Farinata is a centuries-old Italian flatbread made from chickpea flour, water, olive oil, and salt. Baked until golden and crispy on the outside with a soft, custard-like center, it is a beloved street food in the Ligurian region of Italy—especially in Genoa. Known locally as farinata di ceci, and by other names like cecina in Tuscany and socca in France, this humble dish has earned an international following for its simplicity and flavor.

The most popular origin story of farinata dates back to the 13th century during a naval battle between Genoa and Pisa. According to legend, after a storm scattered barrels of chickpeas and olive oil on a Genoese ship, the food mixed with seawater and baked under the sun. The result was an improvised chickpea pancake that turned out to be unexpectedly delicious. Once back on land, the Genoese refined the method by baking the batter in ovens—thus creating the first true farinata.


While the legend is romantic, farinata likely developed from practical, peasant cooking. Chickpeas were a staple crop in the Mediterranean, rich in nutrients and affordable. Olive oil was readily available in Liguria, and wood-fired ovens were common in village homes and bakeries. Farinata required minimal ingredients but offered hearty nourishment, making it ideal for feeding large families on a budget.

In Liguria, farinata is traditionally cooked in wide, shallow copper pans called testi. These pans are placed in wood-fired ovens that help create the dish’s distinctive golden crust and tender center. Once baked, it’s typically cut into slices and served hot, often sprinkled with black pepper or fresh rosemary. You can find farinata in local bakeries known as sciamadde, which specialize in Ligurian baked goods and snacks.

Farinata isn’t unique to Liguria. In Tuscany, it’s called cecina and served in coastal towns like Livorno and Pisa. Across the border in Nice, France, a nearly identical version known as socca is baked and sold as street food. These variations demonstrate the culinary crossover of Mediterranean cultures and the broad appeal of chickpea-based recipes.
Farinata also traveled overseas with Italian immigrants. In Argentina and Uruguay, the dish is known as fainá and is famously eaten alongside, or even on top of, a slice of pizza—a unique tradition that reflects Italian influence in South American cuisine.
In recent years, farinata has gained popularity beyond Italy thanks to its naturally gluten-free ingredients and plant-based simplicity. It’s enjoyed both as a nostalgic comfort food and a trendy appetizer.

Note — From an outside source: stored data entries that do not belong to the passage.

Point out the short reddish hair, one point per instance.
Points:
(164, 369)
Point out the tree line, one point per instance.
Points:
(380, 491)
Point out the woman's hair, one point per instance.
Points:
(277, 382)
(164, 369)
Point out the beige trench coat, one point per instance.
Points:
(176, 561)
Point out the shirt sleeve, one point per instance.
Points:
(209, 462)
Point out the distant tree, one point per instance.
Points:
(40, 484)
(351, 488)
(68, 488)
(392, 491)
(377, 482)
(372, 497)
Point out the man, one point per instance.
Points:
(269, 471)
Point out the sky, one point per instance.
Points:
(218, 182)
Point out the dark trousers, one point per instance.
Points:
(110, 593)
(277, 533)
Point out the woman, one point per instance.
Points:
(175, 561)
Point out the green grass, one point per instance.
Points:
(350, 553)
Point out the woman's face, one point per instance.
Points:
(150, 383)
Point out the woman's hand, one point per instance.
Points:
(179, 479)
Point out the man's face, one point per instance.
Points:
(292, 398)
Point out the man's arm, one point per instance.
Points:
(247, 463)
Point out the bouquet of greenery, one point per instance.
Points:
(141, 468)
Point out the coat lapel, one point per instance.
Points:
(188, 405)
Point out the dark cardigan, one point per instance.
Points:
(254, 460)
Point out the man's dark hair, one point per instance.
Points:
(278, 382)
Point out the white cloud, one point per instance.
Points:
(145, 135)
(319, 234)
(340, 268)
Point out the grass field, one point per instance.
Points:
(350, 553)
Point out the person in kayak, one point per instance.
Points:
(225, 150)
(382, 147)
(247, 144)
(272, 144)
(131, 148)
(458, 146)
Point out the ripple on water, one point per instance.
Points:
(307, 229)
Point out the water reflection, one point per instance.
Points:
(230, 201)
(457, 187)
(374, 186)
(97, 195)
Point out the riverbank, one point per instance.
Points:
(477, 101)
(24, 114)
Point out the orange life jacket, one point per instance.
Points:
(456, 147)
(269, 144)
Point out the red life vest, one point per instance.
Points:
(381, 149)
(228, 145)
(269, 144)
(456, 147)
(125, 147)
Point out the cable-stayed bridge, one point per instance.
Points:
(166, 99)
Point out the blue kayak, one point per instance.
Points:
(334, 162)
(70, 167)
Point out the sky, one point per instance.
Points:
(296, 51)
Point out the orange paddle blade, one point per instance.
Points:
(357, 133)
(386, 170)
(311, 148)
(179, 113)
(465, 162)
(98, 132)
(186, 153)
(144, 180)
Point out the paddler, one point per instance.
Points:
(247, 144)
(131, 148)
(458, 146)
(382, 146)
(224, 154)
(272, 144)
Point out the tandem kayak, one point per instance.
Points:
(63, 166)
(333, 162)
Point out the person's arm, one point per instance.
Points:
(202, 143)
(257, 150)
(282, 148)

Whether served plain or topped with onions, herbs, or cheeses, farinata continues to honor its humble roots while adapting to modern tastes.
From ancient Ligurian kitchens to street food stands in Nice and pizza parlors in Buenos Aires, farinata has endured as a delicious symbol of cultural heritage, resilience, and resourceful cooking. This crispy, savory flatbread is more than just a dish—it’s a piece of history you can eat.